At the moment, for many of us our most common experience of interacting with a computer that speaks in a human-sounding voice happens over the telephone with a scammer trying to get us to give to a bogus charity or pay for help with a Windows problem we don’t have. But in terms of public awareness, we increasingly associate human-voiced computer apps with digital assistants such as Siri, Alexa, Google Assistant, Cortana, and the like. These user interfaces of these assistants are more convenient than buttons and keys: you can interact with them while both your hands are holding your child, get their responses without having to stop monitoring the egg you’re frying, and not have to worry about typos at all. And now the next wave is on its way: voice interfaces are the perfect solution, for example, for the Internet of Things — all those connected home devices and appliances that would otherwise each have their own interfaces and confusing displays. Before long we’ll be talking with just about anything that has an electric switch, and all those things will be replying in a human voice.
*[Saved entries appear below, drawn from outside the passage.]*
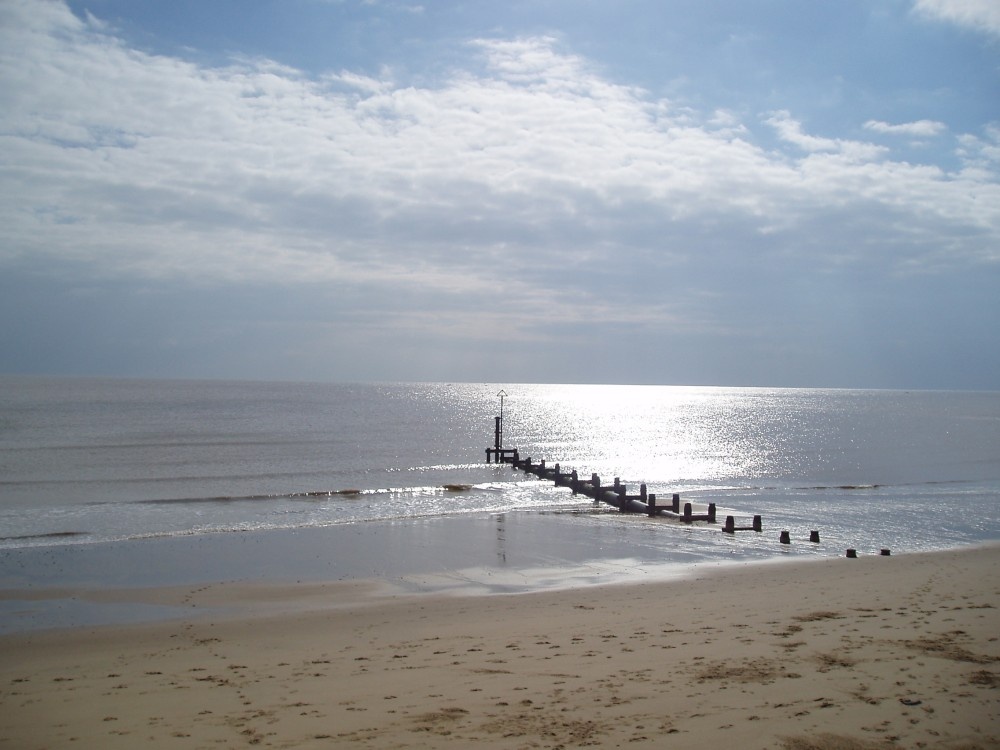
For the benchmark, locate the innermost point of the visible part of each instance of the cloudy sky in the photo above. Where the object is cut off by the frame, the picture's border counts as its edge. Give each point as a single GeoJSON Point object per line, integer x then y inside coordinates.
{"type": "Point", "coordinates": [720, 192]}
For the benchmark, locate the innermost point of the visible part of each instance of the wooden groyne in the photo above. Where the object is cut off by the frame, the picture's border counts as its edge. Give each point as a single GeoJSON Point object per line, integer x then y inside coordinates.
{"type": "Point", "coordinates": [615, 494]}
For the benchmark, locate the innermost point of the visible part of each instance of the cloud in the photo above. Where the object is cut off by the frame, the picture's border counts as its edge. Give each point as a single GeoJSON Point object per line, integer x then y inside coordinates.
{"type": "Point", "coordinates": [981, 15]}
{"type": "Point", "coordinates": [918, 129]}
{"type": "Point", "coordinates": [526, 176]}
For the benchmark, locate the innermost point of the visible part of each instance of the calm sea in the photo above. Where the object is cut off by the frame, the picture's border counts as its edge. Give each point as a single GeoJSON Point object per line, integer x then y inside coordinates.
{"type": "Point", "coordinates": [85, 461]}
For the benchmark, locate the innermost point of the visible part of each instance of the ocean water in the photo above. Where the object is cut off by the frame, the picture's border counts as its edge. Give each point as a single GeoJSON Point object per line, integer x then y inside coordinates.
{"type": "Point", "coordinates": [101, 461]}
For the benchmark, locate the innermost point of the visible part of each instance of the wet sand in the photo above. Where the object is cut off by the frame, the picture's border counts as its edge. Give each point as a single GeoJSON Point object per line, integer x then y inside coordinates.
{"type": "Point", "coordinates": [878, 652]}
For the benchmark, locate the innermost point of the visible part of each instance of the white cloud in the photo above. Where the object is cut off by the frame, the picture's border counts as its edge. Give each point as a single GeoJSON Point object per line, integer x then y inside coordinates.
{"type": "Point", "coordinates": [983, 15]}
{"type": "Point", "coordinates": [918, 129]}
{"type": "Point", "coordinates": [154, 166]}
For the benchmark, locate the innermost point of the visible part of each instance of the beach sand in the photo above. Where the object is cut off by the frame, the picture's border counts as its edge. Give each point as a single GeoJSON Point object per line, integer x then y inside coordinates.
{"type": "Point", "coordinates": [877, 652]}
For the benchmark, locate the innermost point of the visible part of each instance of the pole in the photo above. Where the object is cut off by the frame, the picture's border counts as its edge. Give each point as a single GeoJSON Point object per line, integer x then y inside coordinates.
{"type": "Point", "coordinates": [502, 395]}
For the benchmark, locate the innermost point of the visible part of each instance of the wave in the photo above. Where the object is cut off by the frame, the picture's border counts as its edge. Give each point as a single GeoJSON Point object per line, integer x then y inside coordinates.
{"type": "Point", "coordinates": [341, 494]}
{"type": "Point", "coordinates": [47, 535]}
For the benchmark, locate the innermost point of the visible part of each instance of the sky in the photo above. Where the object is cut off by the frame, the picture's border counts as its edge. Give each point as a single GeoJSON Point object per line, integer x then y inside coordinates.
{"type": "Point", "coordinates": [688, 192]}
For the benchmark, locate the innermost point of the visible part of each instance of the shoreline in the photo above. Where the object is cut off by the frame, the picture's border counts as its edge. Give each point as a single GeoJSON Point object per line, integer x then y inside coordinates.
{"type": "Point", "coordinates": [887, 652]}
{"type": "Point", "coordinates": [108, 583]}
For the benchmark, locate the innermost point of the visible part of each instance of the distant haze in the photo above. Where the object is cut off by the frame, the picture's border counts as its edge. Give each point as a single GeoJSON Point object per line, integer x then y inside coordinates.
{"type": "Point", "coordinates": [713, 192]}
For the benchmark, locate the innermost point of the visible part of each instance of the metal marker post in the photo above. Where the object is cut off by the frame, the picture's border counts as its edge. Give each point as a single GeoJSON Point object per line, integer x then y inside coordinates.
{"type": "Point", "coordinates": [502, 395]}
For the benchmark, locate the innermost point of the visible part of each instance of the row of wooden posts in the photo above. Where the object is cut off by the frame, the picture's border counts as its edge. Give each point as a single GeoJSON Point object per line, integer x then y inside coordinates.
{"type": "Point", "coordinates": [616, 494]}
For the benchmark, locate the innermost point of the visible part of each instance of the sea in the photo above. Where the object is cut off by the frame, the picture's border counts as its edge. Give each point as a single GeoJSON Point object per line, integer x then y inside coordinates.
{"type": "Point", "coordinates": [126, 482]}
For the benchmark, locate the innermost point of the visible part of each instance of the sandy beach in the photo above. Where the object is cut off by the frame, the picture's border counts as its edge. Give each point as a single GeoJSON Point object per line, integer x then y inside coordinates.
{"type": "Point", "coordinates": [877, 652]}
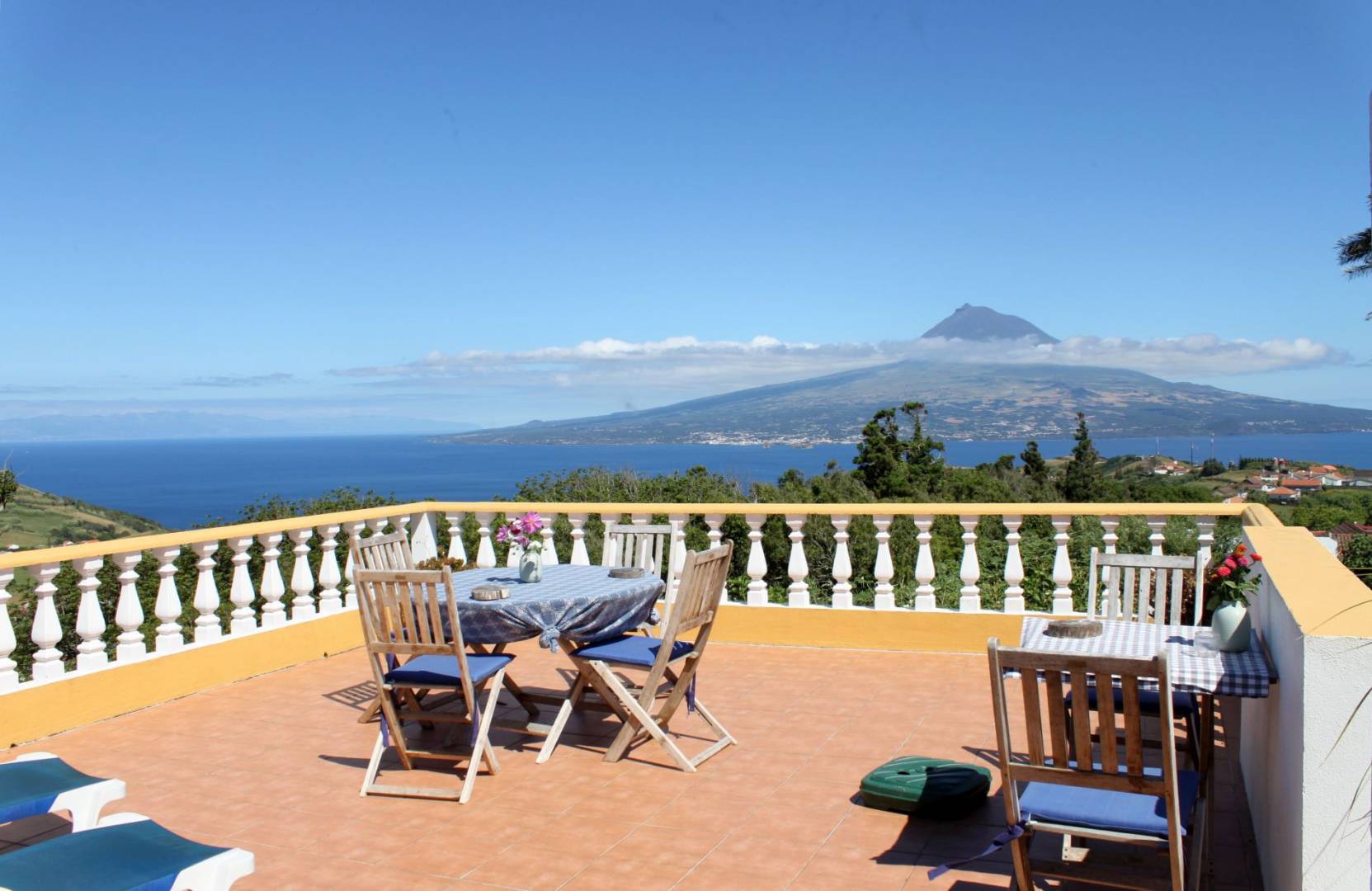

All of these systems — especially the assistants — have an incentive to tell us the truth. After all, when we step outside we’ll find out if it’s not really sunny as our digital assistant promised. When we get home and take our dinner from the oven, we’ll find out if its assurances that it pre-heated our oven were baseless. We may even discover that Kevin Bacon is not taller than Tom Hanks, despite what our lovely-voiced assistant told us. In these simple, practical cases, if we find out that these assistants are not telling us the truth, we’ll simply stop using them.
But they also all have an incentive to tell us one big lie every time they talk: that they are like us. That’s why Google’s Duplex AI Assistant says “um” sometimes. Duplex is the software that will, for example, call up a restaurant and make a reservation for you without the person on the other end ever finding out they were talking with an AI. When Duplex um’s, it isn’t really at a loss for words. It’s just trying to trick the other person, just like the voice on a scammy phone call. That might work well in the moment — the receptionist won’t be disconcerted by the idea of talking to a machine instead of a fellow human. But it can also erode one of our bedrock ways of assessing trust: how someone sounds.
Now, Google Duplex is a special and somewhat weird case. It also may be a temporary solution: once restaurants and other venues get their own version of Duplex to take reservations, we can assume the AIs on both sides of the call will drop the pretense and complete the transaction in highly efficient robot beeps and boops rather than trying to out-um the other.
But in the meantime, all of these assistants sound like humans because their makers want our trust. They know we’re wired to attach ourselves emotionally to human voices. That’s also why these assistants tend to default to women’s voices: we humans, at least in the West, apparently find those voices more reliable. If Apple could get Siri to nuzzle us with its cold nose and ask to be petted, it probably would. But that wouldn’t make these assistants any more trustworthy.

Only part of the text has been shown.